FIABAC'era un aeronauta a cui andò male: il pallone si ruppe, e l'uomo saltò giù ma finì a pezzi. Il suo figliolo era riuscito a gettarsi giù due minuti prima con il paracadute, e questa era stata la sua fortuna. Non subì danni e se ne andò in giro; sarebbe stato un esperto aeronauta, ma non aveva pallone e neppure i mezzi per procurarsene uno.
Doveva comunque vivere, così imparò l'arte dei giochi di prestigio, e a parlare con lo stomaco, vale a dire a essere ventriloquo. Era giovane e era bello, e quando gli crebbe la barba e ebbe bei vestiti, venne scambiato per un giovane conte.

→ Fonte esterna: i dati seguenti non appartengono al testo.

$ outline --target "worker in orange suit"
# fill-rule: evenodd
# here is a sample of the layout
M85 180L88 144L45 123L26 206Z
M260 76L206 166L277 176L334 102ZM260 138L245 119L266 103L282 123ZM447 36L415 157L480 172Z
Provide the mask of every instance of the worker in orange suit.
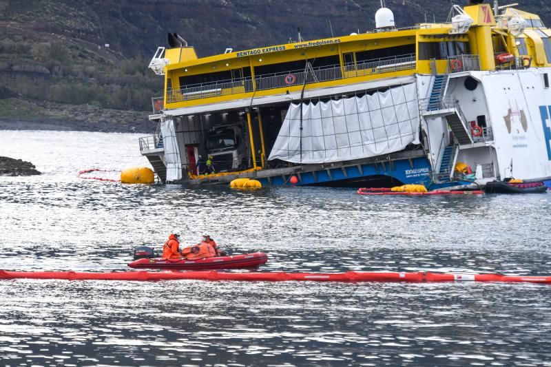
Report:
M182 255L187 260L198 260L205 258L214 258L216 256L216 251L210 244L201 242L186 247L182 250Z
M168 236L168 241L163 247L163 259L181 259L182 253L180 251L180 233L171 233Z

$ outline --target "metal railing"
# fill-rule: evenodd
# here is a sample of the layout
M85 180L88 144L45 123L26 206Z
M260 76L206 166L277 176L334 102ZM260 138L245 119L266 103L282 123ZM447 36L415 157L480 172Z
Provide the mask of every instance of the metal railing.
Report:
M472 136L472 141L475 143L484 143L486 141L492 141L494 140L494 132L492 127L490 126L486 127L481 127L482 129L482 135L480 136Z
M490 126L479 127L482 129L482 133L479 136L472 135L474 126L469 123L470 121L465 116L465 114L464 114L459 102L455 100L455 96L441 96L422 99L419 101L419 108L422 111L429 112L455 109L457 116L459 117L459 120L463 124L473 143L483 143L494 140L493 131Z
M495 176L493 163L487 163L486 165L481 165L481 166L482 169L482 178L491 178Z
M448 72L480 70L479 55L457 55L448 57Z
M165 148L165 145L163 143L163 136L161 135L144 136L143 138L139 138L139 141L140 151Z
M165 109L165 98L153 97L151 98L151 105L153 107L153 114L160 114Z
M169 103L415 69L415 54L187 85L167 91Z

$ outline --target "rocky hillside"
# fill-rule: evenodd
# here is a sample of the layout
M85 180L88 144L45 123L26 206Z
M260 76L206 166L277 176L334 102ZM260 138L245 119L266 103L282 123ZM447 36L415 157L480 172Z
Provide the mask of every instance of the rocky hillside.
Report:
M520 2L551 23L551 2ZM386 3L399 27L426 18L445 21L451 5L448 0ZM141 130L146 125L138 120L144 123L150 97L162 90L162 80L147 65L156 47L166 45L167 32L181 34L202 56L227 47L247 49L295 39L297 27L306 39L373 29L379 3L0 0L0 120L76 119L85 127L101 120L124 123L122 130L132 126Z

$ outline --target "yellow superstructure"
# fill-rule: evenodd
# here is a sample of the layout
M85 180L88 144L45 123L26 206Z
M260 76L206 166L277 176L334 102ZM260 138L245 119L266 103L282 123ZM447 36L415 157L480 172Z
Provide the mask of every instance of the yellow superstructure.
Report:
M501 67L496 64L496 56L501 53L525 58L525 64L529 60L532 66L551 65L551 30L530 27L543 27L537 15L508 8L497 19L488 4L464 10L473 22L462 34L451 32L450 23L429 23L204 58L198 58L193 48L169 49L165 54L169 63L165 67L165 108L284 94L415 73L441 74L450 69L494 70ZM529 25L516 36L509 31L506 21L515 14L526 19ZM550 54L546 54L548 47ZM469 65L465 65L466 60Z

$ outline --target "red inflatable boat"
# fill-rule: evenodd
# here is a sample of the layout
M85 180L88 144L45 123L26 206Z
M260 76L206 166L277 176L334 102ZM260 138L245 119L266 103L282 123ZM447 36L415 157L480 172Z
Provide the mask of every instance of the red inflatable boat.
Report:
M160 269L169 270L211 270L256 268L268 261L263 252L244 253L234 256L187 259L138 259L128 264L134 269Z

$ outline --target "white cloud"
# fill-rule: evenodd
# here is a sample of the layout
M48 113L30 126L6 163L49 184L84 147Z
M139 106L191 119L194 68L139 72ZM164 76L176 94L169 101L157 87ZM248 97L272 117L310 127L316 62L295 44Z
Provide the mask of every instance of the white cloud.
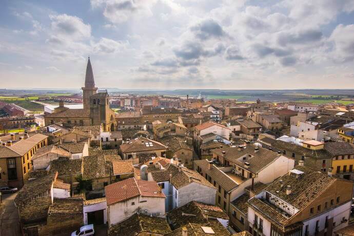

Le signore lo trovavano gradevole, e una signorina rimase così affascinata dalla sua bellezza e dalla sua abilità di prestigiatore che lo seguì per città e paesi stranieri; lui si faceva chiamare professore, non poteva certo essere nulla di meno.
Il suo pensiero fìsso era di ottenere una mongolfiera e alzarsi nell'aria con la sua mogliettina, ma ancora non ne avevano i mezzi.
«Verranno!» diceva lui.
«Speriamo!» rispondeva la moglie.
«Siamo giovani, io ora sono professore. Anche le briciole sono pane.»
La moglie lo aiutava fedelmente, si metteva alla porta e vendeva i biglietti per la rappresentazione, e questo d'inverno era un divertimento un po' freddo! Lo aiutava anche in un numero. Lui la metteva in un cassetto del tavolo, un grande cassetto; lei si infilava proprio sul fondo così da non essere più visibile.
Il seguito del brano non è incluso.